“Un mancato accordo sulla Brexit potrebbe causare una catastrofe economica, per il Regno Unito, paragonabile solamente alla situazione post bellica del 1945”. Questo l’allarme lanciato dal governatore della Banca d’Inghilterra Mark Carney. Alla vigilia del passaggio parlamentare che dovrà ratificare o meno l’accordo raggiunto dal premier britannico, Theresa May, con la Ue lo scorso 25 novembre a Bruxelles, le previsioni sono state molteplici e quasi tutte hanno tratteggiato scenari apocalittici. Le stime e i numeri che snocciola la Banca centrale del Regno Unito, hanno però un’autorevolezza e una credibilità che impongono all’intero Parlamento inglese una attenta riflessione prima del voto.
Da Threadneedle Street fanno sapere infatti che, in caso di ‘no deal’, ci sarebbe un arretramento del Pil di oltre dieci punti in cinque anni, con un impatto negativo sull’economia nettamente superiore anche a quello generato dalla crisi finanziaria del 2008. Non solo: la sterlina crollerebbe del venticinque per cento, causando una diminuzione del prezzo delle case di oltre il trenta per cento, mentre la disoccupazione potrebbe raddoppiare.
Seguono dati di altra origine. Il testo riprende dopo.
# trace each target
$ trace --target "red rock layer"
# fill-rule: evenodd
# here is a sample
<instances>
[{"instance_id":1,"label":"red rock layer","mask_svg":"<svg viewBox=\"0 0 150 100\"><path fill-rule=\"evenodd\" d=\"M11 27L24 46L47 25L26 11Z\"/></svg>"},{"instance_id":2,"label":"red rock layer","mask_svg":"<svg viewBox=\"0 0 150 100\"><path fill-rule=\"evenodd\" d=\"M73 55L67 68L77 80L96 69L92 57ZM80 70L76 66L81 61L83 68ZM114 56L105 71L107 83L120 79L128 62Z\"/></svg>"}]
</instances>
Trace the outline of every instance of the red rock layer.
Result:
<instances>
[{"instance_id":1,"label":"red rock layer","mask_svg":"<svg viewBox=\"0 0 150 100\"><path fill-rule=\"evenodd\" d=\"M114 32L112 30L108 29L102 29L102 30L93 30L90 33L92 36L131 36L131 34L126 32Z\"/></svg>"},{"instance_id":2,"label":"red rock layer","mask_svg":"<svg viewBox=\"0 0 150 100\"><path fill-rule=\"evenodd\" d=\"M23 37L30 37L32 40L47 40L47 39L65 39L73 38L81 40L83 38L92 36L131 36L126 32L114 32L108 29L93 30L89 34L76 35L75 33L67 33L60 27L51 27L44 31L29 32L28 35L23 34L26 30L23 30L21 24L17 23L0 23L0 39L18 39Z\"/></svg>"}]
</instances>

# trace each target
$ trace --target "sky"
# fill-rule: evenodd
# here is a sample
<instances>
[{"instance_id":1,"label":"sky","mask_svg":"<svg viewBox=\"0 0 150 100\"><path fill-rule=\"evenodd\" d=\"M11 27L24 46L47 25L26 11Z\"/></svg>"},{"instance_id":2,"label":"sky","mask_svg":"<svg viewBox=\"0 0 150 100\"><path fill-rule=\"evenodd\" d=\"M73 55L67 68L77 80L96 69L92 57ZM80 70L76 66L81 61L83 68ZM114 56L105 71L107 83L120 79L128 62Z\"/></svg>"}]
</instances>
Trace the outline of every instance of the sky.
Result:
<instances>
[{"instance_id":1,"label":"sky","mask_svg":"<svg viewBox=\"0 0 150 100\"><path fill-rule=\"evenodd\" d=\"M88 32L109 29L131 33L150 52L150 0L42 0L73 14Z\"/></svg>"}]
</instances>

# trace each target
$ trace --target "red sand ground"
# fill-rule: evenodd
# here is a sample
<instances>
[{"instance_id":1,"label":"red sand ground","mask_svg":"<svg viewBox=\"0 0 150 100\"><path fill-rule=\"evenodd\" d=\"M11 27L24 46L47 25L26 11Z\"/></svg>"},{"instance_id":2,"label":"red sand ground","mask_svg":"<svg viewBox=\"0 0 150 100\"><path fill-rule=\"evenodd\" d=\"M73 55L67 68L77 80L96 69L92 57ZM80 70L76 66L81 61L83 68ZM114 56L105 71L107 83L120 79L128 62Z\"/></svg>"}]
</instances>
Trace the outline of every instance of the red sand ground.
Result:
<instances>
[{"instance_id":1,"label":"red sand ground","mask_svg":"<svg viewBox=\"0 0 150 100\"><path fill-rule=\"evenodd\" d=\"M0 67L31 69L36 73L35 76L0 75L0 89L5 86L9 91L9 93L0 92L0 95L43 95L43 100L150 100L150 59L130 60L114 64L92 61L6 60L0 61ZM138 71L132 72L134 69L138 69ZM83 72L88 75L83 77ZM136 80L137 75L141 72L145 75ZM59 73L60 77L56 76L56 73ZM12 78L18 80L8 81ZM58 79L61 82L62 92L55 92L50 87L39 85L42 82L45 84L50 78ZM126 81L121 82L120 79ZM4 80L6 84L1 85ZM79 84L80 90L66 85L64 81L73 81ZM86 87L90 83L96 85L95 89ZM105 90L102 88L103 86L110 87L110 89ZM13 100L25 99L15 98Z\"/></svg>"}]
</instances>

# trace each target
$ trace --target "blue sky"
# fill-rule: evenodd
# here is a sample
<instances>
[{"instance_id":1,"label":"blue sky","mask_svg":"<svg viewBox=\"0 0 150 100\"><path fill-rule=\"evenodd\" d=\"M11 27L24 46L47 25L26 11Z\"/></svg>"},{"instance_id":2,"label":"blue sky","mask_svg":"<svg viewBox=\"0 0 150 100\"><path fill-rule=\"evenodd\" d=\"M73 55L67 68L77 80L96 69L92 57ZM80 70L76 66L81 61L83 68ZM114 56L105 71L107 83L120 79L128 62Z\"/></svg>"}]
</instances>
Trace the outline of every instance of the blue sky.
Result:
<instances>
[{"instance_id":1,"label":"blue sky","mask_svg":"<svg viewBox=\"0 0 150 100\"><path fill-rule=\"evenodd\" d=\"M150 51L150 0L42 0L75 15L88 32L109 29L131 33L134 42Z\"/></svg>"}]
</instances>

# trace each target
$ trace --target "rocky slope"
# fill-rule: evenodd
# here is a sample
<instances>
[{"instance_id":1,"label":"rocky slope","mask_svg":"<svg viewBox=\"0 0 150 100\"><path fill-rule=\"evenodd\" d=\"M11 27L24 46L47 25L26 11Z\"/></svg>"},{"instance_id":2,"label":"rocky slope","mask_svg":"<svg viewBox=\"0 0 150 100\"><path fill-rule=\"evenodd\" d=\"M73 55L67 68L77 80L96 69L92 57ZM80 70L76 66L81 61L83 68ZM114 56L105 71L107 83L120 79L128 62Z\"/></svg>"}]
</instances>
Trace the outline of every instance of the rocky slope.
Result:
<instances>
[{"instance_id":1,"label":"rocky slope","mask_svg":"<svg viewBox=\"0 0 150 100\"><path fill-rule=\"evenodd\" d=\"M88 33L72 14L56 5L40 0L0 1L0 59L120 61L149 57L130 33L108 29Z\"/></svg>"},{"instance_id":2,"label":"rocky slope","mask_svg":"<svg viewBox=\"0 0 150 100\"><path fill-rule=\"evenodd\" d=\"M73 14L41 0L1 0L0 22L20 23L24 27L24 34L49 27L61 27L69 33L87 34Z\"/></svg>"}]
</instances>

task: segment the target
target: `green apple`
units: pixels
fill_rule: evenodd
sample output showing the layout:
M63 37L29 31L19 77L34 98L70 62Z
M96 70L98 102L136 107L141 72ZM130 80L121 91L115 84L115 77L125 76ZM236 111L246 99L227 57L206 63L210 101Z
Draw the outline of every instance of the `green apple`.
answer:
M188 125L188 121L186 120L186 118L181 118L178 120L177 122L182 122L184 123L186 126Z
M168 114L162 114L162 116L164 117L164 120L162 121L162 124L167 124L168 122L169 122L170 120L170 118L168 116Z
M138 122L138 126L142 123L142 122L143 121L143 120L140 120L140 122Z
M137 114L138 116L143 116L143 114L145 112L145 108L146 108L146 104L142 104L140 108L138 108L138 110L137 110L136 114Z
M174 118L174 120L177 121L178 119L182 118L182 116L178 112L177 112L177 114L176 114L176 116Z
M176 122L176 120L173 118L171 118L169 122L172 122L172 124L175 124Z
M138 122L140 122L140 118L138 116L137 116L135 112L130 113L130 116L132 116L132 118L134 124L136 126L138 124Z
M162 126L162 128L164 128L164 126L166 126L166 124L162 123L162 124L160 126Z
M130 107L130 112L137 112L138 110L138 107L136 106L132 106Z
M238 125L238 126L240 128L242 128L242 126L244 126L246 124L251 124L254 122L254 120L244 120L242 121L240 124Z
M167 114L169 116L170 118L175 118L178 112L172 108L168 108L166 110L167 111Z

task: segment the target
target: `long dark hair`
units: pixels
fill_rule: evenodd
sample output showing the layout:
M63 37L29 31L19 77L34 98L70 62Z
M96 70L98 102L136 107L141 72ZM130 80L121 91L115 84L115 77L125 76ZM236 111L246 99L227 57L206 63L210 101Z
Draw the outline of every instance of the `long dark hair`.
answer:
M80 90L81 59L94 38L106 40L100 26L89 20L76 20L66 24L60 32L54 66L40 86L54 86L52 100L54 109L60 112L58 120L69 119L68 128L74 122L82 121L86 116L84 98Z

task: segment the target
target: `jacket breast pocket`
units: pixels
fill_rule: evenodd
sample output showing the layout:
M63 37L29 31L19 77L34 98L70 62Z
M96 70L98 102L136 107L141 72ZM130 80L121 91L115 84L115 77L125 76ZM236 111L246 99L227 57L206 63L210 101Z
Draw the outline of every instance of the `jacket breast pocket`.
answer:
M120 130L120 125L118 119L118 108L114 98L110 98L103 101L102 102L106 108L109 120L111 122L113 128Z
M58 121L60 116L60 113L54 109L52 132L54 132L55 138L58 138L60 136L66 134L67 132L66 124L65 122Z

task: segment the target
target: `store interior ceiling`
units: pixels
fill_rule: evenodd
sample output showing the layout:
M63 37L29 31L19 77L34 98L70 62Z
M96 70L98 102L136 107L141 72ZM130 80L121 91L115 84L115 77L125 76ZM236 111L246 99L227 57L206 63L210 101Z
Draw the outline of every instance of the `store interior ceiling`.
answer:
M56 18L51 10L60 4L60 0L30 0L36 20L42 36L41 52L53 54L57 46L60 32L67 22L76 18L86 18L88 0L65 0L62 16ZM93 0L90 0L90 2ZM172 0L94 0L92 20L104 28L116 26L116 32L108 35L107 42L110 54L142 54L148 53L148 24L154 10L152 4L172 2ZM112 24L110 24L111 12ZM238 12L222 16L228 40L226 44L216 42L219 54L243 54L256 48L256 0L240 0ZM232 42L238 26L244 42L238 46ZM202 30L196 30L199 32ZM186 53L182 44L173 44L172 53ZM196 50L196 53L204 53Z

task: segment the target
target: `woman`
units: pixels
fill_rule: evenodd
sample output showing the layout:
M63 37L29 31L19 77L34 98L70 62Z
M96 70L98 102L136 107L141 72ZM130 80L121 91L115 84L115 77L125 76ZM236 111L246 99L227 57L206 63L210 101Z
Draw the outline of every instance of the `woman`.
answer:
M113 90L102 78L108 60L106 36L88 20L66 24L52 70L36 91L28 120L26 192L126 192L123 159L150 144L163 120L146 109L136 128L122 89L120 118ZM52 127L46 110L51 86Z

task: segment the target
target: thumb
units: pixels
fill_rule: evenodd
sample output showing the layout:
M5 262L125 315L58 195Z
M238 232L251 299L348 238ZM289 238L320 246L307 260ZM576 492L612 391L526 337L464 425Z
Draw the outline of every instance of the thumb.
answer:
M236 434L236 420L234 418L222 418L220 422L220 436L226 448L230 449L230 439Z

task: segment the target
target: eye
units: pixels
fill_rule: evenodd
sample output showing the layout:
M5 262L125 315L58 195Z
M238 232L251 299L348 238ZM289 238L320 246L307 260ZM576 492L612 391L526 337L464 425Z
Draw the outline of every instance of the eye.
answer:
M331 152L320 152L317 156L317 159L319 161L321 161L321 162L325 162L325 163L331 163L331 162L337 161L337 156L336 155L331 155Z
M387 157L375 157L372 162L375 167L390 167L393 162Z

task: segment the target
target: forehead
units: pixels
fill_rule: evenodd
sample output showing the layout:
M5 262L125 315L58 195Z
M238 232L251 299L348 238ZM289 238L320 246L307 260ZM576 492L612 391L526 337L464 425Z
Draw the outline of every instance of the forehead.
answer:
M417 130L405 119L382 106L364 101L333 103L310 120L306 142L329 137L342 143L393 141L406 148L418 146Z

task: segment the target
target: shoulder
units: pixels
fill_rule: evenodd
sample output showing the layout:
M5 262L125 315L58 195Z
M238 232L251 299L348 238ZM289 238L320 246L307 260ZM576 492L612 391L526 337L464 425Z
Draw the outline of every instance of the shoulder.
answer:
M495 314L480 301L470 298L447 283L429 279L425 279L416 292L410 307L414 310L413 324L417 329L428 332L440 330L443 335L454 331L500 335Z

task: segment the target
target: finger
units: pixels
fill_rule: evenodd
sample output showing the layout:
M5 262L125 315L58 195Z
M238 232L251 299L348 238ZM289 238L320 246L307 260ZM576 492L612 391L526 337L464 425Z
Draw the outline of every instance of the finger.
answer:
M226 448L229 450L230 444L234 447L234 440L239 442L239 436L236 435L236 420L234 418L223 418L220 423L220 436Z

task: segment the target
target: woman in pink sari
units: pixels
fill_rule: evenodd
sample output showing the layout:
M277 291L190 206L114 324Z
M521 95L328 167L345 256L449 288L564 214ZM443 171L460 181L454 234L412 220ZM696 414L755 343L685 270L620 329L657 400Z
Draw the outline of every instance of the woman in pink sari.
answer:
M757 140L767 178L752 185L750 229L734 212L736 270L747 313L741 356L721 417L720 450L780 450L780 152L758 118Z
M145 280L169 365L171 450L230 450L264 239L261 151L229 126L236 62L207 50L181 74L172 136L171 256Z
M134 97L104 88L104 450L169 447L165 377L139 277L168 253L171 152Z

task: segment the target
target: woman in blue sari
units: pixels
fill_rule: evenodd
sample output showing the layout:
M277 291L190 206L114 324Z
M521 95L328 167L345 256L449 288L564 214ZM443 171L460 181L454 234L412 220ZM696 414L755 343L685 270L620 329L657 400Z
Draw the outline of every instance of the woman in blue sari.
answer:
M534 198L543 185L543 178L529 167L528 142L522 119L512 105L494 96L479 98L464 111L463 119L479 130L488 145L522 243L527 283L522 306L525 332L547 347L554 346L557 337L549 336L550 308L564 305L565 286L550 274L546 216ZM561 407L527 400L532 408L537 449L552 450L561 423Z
In un’audizione di questa mattina, in commissione parlamentare per la Brexit, Theresa May, pressata da alcuni parlamentari che le chiedevano cosa accadrebbe in caso di mancata ratifica sull’accordo, ha glissato sui rischi di un eventuale ‘no deal’, insistendo sul fatto che ora è il tempo di “focalizzarsi sull’accordo”, considerando che “rimanere nell’Ue non è un’opzione perché il popolo ha votato per uscirne”.
Dall’opposizione laburista si registra un netto cambio di strategia, John Mc Donnell, vice del segretario Jeremy Corbyn, probabilmente sapendo quali sarebbero state le conclusioni di Bank of England, ha infatti accantonato l’obiettivo del Labour di andare a elezioni, qualora la May cadesse in Parlamento, dichiarando ai microfoni della Bbc che in caso di no deal “sarebbe inevitabile un secondo referendum”, precedentemente ritenuto l’ultima opzione.